A Lei Brasileira de Inclusão da Pessoa com Deficiência (LBI – Lei nº 13.146/2015) completou uma década no último dia 6 de julho, consolidando-se como um marco na garantia de direitos e na promoção da inclusão social. Especialistas destacam avanços significativos, mas apontam que a efetiva aplicação da norma ainda enfrenta obstáculos, como o capacitismo e a falta de acessibilidade.
Baseada na Convenção sobre os Direitos das Pessoas com Deficiência da ONU, a LBI vai além da obrigatoriedade de contratação prevista na Lei de Cotas (Lei 8.213/1991), estabelecendo diretrizes para acessibilidade no ambiente de trabalho e tipificando como crime a discriminação por deficiência.
Modelo baseado em direitos humanos
Liliane Gonçalves Bernardes, pesquisadora do Instituto de Pesquisa Econômica Aplicada (Ipea), explica que a LBI adota um conceito mais amplo de deficiência, considerando não apenas as limitações físicas ou mentais, mas também as barreiras sociais que impedem a plena inclusão.
“A lei prevê adaptações razoáveis no trabalho, como mediação profissional e tecnologias assistivas, além de criminalizar práticas discriminatórias, como demissões injustificadas ou recusa de promoção”, afirma. “No entanto, o preconceito ainda leva muitos empregadores a subestimarem a capacidade desses profissionais.”
Empregabilidade em crescimento, mas desigual
Dados do Ministério do Trabalho mostram que, entre 2009 e 2021, as contratações de pessoas com deficiência cresceram 78,44%, ante 18,26% no mercado formal. Em 2024, mais de 27 mil trabalhadores foram incluídos via fiscalização. Minas Gerais se destaca, com 60% das vagas reservadas preenchidas – acima da média nacional (57,8%).
Patrícia Siqueira, auditora-fiscal do Trabalho, ressalta a necessidade de ampliar a fiscalização e combater estereótipos. “Faltam auditores para cobrir as 44 mil empresas sujeitas à cota. Mas o maior desafio é cultural: afastar a ideia de que pessoas com deficiência são menos produtivas”, diz.

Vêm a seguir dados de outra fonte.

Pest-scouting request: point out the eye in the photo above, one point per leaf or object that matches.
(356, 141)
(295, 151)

Histórias de inclusão e desafios cotidianos
Lidiane Leal, 40 anos, recepcionista em Belo Horizonte, entrou no mercado por um programa de aprendizagem após enfrentar dificuldades. Nascida sem as pernas e o braço direito, ela celebra a acessibilidade em sua empresa, mas critica a falta de adaptação no transporte público.
“Minha empresa tem banheiro adaptado e portas largas, mas meu trajeto até o trabalho ainda é um obstáculo”, relata.
Desafios estruturais
A taxa de ocupação de pessoas com deficiência (26,6% em 2022) ainda está muito abaixo da média geral (60,7%), segundo o IBGE. Para Liliane Bernardes, o capitalismo e a busca por lucro exacerbam a exclusão. “Muitas empresas contratam apenas pessoas com deficiências leves, que exigem menos adaptações”, observa.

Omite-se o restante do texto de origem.